The Transcriptome of SH-SY5Y at Single-Cell Resolution: A CITE-Seq Data Analysis Workflow

Abstract

Cellular Indexing of Transcriptomes and Epitopes by Sequencing (CITE-seq) is a recently established multimodal single cell analysis technique combining the immunophenotyping capabilities of antibody labeling and cell sorting with the resolution of single-cell RNA sequencing (scRNA-seq). By simply adding a 12-bp nucleotide barcode to antibodies (cell hashing), CITE-seq can be used to sequence antibody-bound tags alongside the cellular mRNA, thus reducing costs of scRNA-seq by performing it at the same time on multiple barcoded samples in a single run. Here, we illustrate an ideal CITE-seq data analysis workflow by characterizing the transcriptome of SH-SY5Y neuroblastoma cell line, a widely used model to study neuronal function and differentiation. We obtained transcriptomes from a total of 2879 single cells, measuring an average of 1600 genes/cell. Along with standard scRNA-seq data handling procedures, such as quality checks and cell filtering procedures, we performed exploratory analyses to identify most stable genes to be possibly used as reference housekeeping genes in qPCR experiments. We also illustrate how to use some popular R packages to investigate cell heterogeneity in scRNA-seq data, namely Seurat, Monocle, and slalom. Both the CITE-seq dataset and the code used to analyze it are freely shared and fully reusable for future research.

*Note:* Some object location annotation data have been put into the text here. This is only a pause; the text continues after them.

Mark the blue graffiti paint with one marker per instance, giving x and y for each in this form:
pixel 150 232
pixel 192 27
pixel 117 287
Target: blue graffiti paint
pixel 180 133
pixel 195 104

Keywords: CITE-seq; gene regulatory networks; neuroblastoma; single-cell; transcriptomics; unsupervised learning.

Figure 1

Exploratory analysis of single-cell mRNA expression on SY5Y cell line. (A) SY5Y cells were left growing in flask until reaching about 90% of confluence before splitting to two flasks for library preparation and sequencing. (B) Scatterplot showing Log10 counts of HTOs. Three populations are distinguished on the basis of Hashtag counts: cells belonging to SplitA, cells belonging to SplitB, and multiplets. Proportions of UMI counts, measured genes, mtUMI and mitoRatio are reported in the table, and QC plots summarizing these metrics are shown in (C) barplot, showing the number of cells assigned to each sampling group, (D) density plot showing a similar number of UMI/cell in both SplitA and B, while multiplets contained higher UMI/cell, and (E) Box and Whisker plots showing the number of genes detected per cell in the three groups.

Figure 2

Exploratory analysis of top varying and most stable genes across the dataset. (A) Seurat standardized variance vs. average expression plot. The top 10 most varying genes are indicated. Most average expressed genes (x-axis) with lowest average variance (y-axis) are indicated in (B) SplitA, (C) SplitB, and (D) in the entire dataset. Genes showing an average variance <0.2 and >4 LogNorm Average Expression are labeled, together with commonly used HK genes, such as ACTB, B2M, and GAPDH.

Figure 3

Candidate SY5Y HK genes. Bar plots showing 13 genes selected in Figure 2D compared for LogNorm average expression (A) or LogNorm Average Expression/Variance Ratio (B). Using ratios seems to be a better choice to identify most stable genes suitable as HK. In (C), all genes showing a ratio > 15 are indicated. Forty-nine genes are suitable HK candidates.

Figure 4

Principal Component Analysis. (A) Single cells are plotted along the first two components retaining the highest variance. No difference among the two splits, or multiplets, was detectable. (B) Principal component analysis on cell cycle genes showed a clear separation of cells according to cell cycle genes expression. (C) Partial regression removed the cell cycle variance, maintaining the difference between G1 and G2M/S cells. Partial regression also allowed retaining signals separating non-cycling and cycling cells, while removing differences in cell cycle phases amongst proliferating cells (which are often uninteresting).

Figure 5

Cluster Analysis. (A) UMAP 2D projection of single cells. No detectable difference was observed between splits. (B) Cells can be assigned to four cluster-forming communities applying the Leiden algorithm. (C) Unsupervised trajectory learning. Most variant genes show expression differences following a path from cluster 3 to 2. Cluster 4 remains separated from the others. (D) Top 12 genes characterizing each community. Cluster 4 show the highest expression of TUBA1A and HSP90AA1, while S100A6 was poorly expressed in a minimal fraction of cells (<0.1). Higher PTMA, HMGB2, and H2AZ1 expression characterizes cluster 1.

Figure 6

Slalom output. (A) Graph showing the most relevant factors identified by the f-scLVM model, both annotated in Wiki Pathways (blue) or not annotated (red) (B) Most relevant genes in the WP COPPER HOMEOSTASIS component (C) Most relevant genes in the WP CELL CYCLE component, (D) Most relevant genes in the hidden05 component.